Voyage Au Pays de Tendre 

de Gabriel Pierné

e depois esquecer

 

ato a teia do amor

e ateio fogo

por ciúmes

posso odiar

e até matar

 

flutuo entre

o doce e o ácido

sou tecido flácido

rigidez é propriedade de pedra

 

 

 

 

 

 

impessoal

 

 

sobre o criado

um copo d'água

óculos de grau

e uma dentadura

seca

 

sob a terra

os olhos

a boca

jazem

seus donos

sem sonhos

 

 

 

 

 

 

eufemismos

 

 

mulher.

mulher que gosta de gozar.

mulher que gosta de gozar como homem.

mulher que gosta de gozar como homem que gosta de gozar.

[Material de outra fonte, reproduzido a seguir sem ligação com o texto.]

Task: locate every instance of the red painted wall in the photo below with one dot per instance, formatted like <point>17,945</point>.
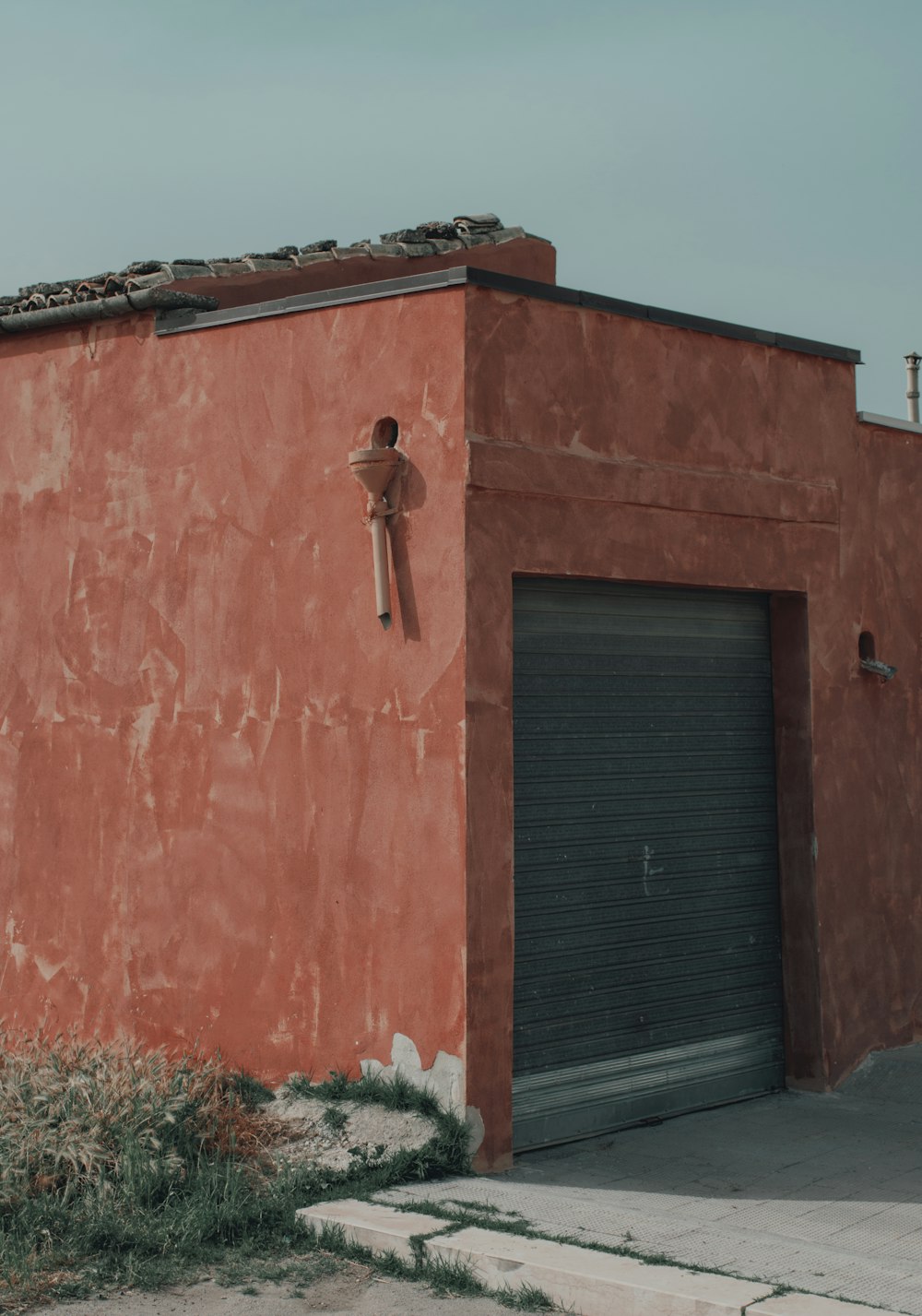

mulher que gosta de gozar como homem que goza como mulher.

 

 

 

 

 

 

cutting

 

 

descascar

escavar

 

despetalar

 

e arrancar

penas

bambas

 

 

 

 

 

 

incerto

 

 

o objeto é uma imagem sépia

 

em plano médio

uma menina parda

cabelo corte de cuia

numa pintura feita

para imitar uma fotografia

 

as mãos estão postas

ao lado esquerdo

do rosto tombado

num gesto semelhante

ao que anuncia

o ato de dormir

 

um olho mais aberto

que o outro

sugere estrabismo

 

no corpo mirrado

desproporcional

ao tamanho da cabeça

vê-se anunciada certa fome

 

sobre ele

uma camisa branca de tergal

e uma jardineira

de brim azul-marinho

 

ao fundo um painel

desses usados

nas exposições escolares

exibe florinhas

aparentemente coloridas

 

meio sorriso nos lábios

olhar triste

 

poderia se dizer

que no semblante

há a promessa

de um futuro grandioso

mas seria mentira

 

 

 

 

 

 

irreverência

 

 

não sou Ester

à espera de

que se eleve o cetro

na sala do trono

 

durmo pelas ruas

a máquina dos homens

não me captura

 

sou todas as mulheres

gordas

negras

putas

nuas em fuga

toda manhã

 

 

 

 

 

 

nativa

 

 

a mãe da mãe da minha mãe foi pega no laço

a mãe da minha mãe foi pega no laço

minha mãe foi pega no laço

por precaução perambulo nua

 

 

 

 

 

 

canção para acordar

 

 

a voz para

a voz paralisada

desde os avós

pela civilização

 

acorda

velha índia

desata o laço

da falsa

domesticação

 

 

 

 

 

 

temporã

 

 

com oito anos

dei o primeiro beijo

chamava-se Natal

o menino que beijei 

 

bastou um dia

para ele confiscar

o anel presenteado

e passá-lo carinhosamente

à próxima namorada

 

Natal inaugurou-me

décadas de rejeição

 

 

 

 

 

 

a pele é o palimpsesto do amor

 

 

pela terceira vez amou

(se contasse a paixão pelo

professor de matemática

aos doze seria a quarta)

tatuou do lado esquerdo

do ombro bem abaixo

do esterno, em gótico

o nome do amor

 

amou pela quarta vez

(ou seria quinta?)

tatuou um gato preto

sobre o nome do amor

com gatos o lance é outro

amor eterno é para cães

 

 

 

 

 

 

inflamação

 

 

de dez em dez anos queimo cartas

mas há pontos costurados e visíveis

cicatrizes de amor nunca somem

 

ah, esses amores perdidos

capazes de lavar e pentear-me os cabelos

como quem cuida de um ancião

 

nunca tocam minha pele febril

tantos cuidados, assepsia

e eu à espera de arranhões 

 

 

 

[Poemas do livro Borda. São Paulo: Patuá, 2014]

 
 
dezembro, 2014
 
 

 

 
Norma de Souza Lopes nasceu em 1971, ano em que morreu Jim Morrison e Carlos Lamarca. Mesmo ano em que John Lennon escreveu "Imagine". Nasceu na periferia de Belo Horizonte, onde ninguém — nem mesmo sua mãe gari ou seu pai pedreiro — tomava conhecimento de fatos como os citados acima. Com exceção de uma famélica viagem de dois anos à Paraíba e meia dúzia de passeios ao Rio de Janeiro e Espírito Santo, vive na periferia até hoje. Um milagre atribuído a bons professores levou-a à poesia. Formou-se em Pedagogia, pós-graduou-se duas vezes e trabalha como professora. Publica, desde 2007, no blogue Norma Din [normadaeducacao.blogspot.com.br]; desde 2013, em revistas literárias eletrônicas e, diariamente, no blogue Borda [bordapoesia.blogspot.com.br]. Lançou, em 2014, pela Patuá, seu primeiro livro de poesia: Borda.